Model-First Schema Generation

Field Value
Date 2026-03-29
Scope Pydantic models as single source of truth for all 10 doctrine YAML schemas
Related PRs feature/agent-profile-implementation branch
Test result 1067 passed, 0 failures

Purpose

Establish a model-first architecture where Pydantic models are the single source of truth for every doctrine YAML schema. Before this work, 6 of 10 schemas were hand-written YAML; the remaining 4 (mission, import-candidate, model-to-task_type, agent-profile) had no Pydantic models at all. Drift between models and schemas was already observable in the original 6.


Architecture

Pydantic model  ──►  generate_schemas.py  ──►  *.schema.yaml
  (source of truth)     (post-processor)        (derived artifact)

scripts/generate_schemas.py calls model_json_schema() on each registered model, then applies a deterministic post-processing pipeline:

  1. Inline enum refs — StrEnum $ref entries are replaced with inline type: string, enum: [...]. ArtifactKind gets a restricted subset; all other enums are inlined verbatim.
  2. Rename definitions$defs/PascalCasedefinitions/snake_case.
  3. Clean Pydantic artifacts — remove auto-generated title metadata, simplify anyOf: [{type: X}, {type: null}] to plain type: X, strip default: []/default: null.
  4. Add minLength — required string fields without a pattern constraint get minLength: 1.
  5. Add metadata$schema, $id, title, description.
  6. Per-type fixups — conditional rules (allOf), description annotations, format hints, oneOf conversions.
  7. Key ordering — deterministic property ordering for clean diffs.

CI integration

python scripts/generate_schemas.py --check   # exits 1 if any schema is stale
python scripts/generate_schemas.py           # regenerate all schemas
python scripts/generate_schemas.py mission   # regenerate a single schema

Phase 1: Fix Doctrine Test Failures

Starting point: 13 test failures across tactics, procedures, styleguides, agent profiles, and cycle detection.

All 13 failures were resolved by correcting schema-model drift:

  • Tactic fixtures with extra properties that violated additionalProperties: false — folded content into step descriptions or a new notes field.
  • Procedure model missing anti_patterns, notes, and reason on ProcedureReference.
  • Styleguide/directive models missing id/schema_version pattern constraints.
  • Cycle detection tests needed updated after cross-reference field additions.

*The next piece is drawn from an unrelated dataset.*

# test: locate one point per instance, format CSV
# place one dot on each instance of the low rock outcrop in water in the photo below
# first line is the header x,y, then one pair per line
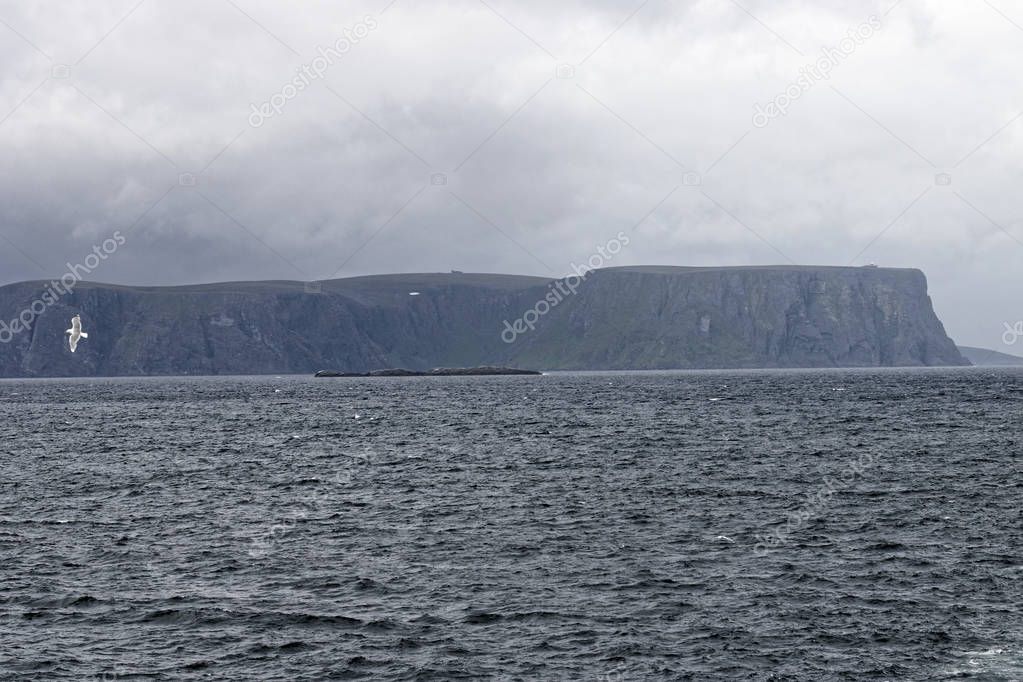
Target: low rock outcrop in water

Result: 1065 tests passing, 0 failures.


Phase 2: Schema Generation for Original 6 Schemas

Created scripts/generate_schemas.py and Pydantic model updates:

Schema Model location Key changes
paradigm doctrine.paradigms.models Added tactic_refs, directive_refs, opposed_by
tactic doctrine.tactics.models Added notes, opposed_by; pattern constraints on id
directive doctrine.directives.models Added opposed_by; pattern on id/schema_version
procedure doctrine.procedures.models Added ProcedureAntiPattern, anti_patterns, notes
styleguide doctrine.styleguides.models Pattern constraints on id/schema_version
toolguide doctrine.toolguides.models extra='forbid' added

A shared Contradiction model was created in doctrine.shared.models and imported by paradigm, tactic, and directive models to represent opposed_by entries.

All models received extra='forbid' (matching additionalProperties: false in schemas).

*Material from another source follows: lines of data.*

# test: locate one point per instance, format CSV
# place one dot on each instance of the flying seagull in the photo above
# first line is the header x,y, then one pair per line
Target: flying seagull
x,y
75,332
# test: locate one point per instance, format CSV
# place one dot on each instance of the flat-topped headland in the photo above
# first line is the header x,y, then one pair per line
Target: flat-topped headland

Phase 3: Remaining 4 Schemas

Four schemas had no Pydantic models. Each required a different generation strategy due to schema complexity:

Mission (doctrine.missions.models)

Straightforward model with one complication: the states array accepts both bare strings and objects ({id, agent-profile}). Pydantic emits anyOf for this union; the hand-written schema uses oneOf. A fixup converts anyOf → oneOf in the generated schema.

The MissionTransition.from field uses alias="from" since from is a Python keyword. The by_alias=True flag ensures the schema emits from instead of from_state.

Import Candidate (doctrine.import_candidates.models)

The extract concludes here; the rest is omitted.